Once this is done, restore process_img to its original state:
Now, if you run the script again and boot up the ARCore app once more, you will see than an arrow is now hovering over the target object! Even if you move the camera or the object, the arrow will follow. It should look something like this:
Now that you're convinced that the script works, let's dissect it. The script should be well-commented, so I'll keep the explanations broad.
The run_server() function creates the TCP server with your computer's IP address and connects to the ARCore client. It also handles the image reconstruction process. In an infinite loop, it does the following:
Receive a data packet from the client.
If the data packet has size 4, it is a header packet. Extract the size of the incoming image from this header packet. We now know how many bytes to gather from future packets in order to construct our image.
Until we achieve the target number of bytes, continue appending incoming data packets to the curr_img_bytes byte array.
When the target number of bytes has been added to curr_img_bytes, process this image byte array with the process_img function.
Wait for the next header packet.
So what does the process_img function do? You'll recall that this is where we toggled between the "select_color" and "segment_img" functions. process_img first converts the image byte array into an OpenCV-compatible image format, before passing it into either "select_color" or "segment_img" (depending on which one is commented out). Here's what each of these two functions do:
select_color simply shows the image on the screen and sets up a mouse callback to output the HSV values of any pixel you click. This is used to acquire the lower and upper HSV bounds that is required for color-based object detection.
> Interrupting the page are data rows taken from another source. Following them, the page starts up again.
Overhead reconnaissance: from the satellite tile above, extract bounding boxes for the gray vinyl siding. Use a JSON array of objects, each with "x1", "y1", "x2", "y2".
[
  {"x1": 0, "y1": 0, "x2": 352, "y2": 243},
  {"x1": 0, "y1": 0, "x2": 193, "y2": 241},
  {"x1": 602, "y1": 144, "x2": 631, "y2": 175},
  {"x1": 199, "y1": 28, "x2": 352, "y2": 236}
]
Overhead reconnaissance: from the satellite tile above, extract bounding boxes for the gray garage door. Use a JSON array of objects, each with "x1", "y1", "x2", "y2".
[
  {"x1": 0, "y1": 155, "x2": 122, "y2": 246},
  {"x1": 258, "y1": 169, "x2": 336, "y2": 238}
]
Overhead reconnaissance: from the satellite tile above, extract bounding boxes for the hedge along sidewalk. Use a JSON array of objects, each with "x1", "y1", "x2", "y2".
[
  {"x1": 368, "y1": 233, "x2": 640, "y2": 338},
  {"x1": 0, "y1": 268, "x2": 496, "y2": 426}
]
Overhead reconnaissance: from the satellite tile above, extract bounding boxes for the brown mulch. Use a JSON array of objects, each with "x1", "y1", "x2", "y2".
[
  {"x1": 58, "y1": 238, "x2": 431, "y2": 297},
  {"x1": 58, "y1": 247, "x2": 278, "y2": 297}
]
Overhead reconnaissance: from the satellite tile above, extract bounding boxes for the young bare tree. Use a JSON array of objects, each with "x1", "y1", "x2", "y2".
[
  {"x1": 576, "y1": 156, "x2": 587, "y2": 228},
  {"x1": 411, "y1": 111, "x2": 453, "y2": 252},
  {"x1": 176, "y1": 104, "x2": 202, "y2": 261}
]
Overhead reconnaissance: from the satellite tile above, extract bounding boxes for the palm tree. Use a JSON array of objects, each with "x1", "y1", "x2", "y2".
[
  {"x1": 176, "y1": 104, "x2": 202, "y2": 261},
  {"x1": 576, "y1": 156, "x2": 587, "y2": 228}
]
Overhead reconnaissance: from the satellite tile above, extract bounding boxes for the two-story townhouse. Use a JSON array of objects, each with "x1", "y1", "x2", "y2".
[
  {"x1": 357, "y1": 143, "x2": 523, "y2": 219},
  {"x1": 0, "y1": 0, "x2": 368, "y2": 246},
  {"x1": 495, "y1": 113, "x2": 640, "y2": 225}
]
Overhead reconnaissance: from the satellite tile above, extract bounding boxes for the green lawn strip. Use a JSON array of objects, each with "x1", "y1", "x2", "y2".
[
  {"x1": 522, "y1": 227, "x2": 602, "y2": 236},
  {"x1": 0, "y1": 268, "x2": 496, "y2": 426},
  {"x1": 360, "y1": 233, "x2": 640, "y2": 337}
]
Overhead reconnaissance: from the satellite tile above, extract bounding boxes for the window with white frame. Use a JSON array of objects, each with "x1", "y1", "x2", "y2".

segment_img uses these hard-coded lower and upper bounds to threshold the image, creating a mask:
Once the mask is obtained, the center of mass of the white blob is calculated to obtain the image coordinates of the object. These image coordinates are scaled up to the smartphone's screen resolution, encoded as a string, and then sent to the ARCore client. You know the rest of the story.
And there we have it!
We have successfully implemented a rudimentary form of 3D object detection for an ARCore app. Once you've spent enough time absorbing the contents of this tutorial, it would be worth playing around with more complex methods of object detection. The beauty of offloading vision processing from ARCore to a remote computer is that the computer does all the image processing. In other words, any computer vision that can be performed on a PC can now be performed within an ARCore app. The possibilities are endless!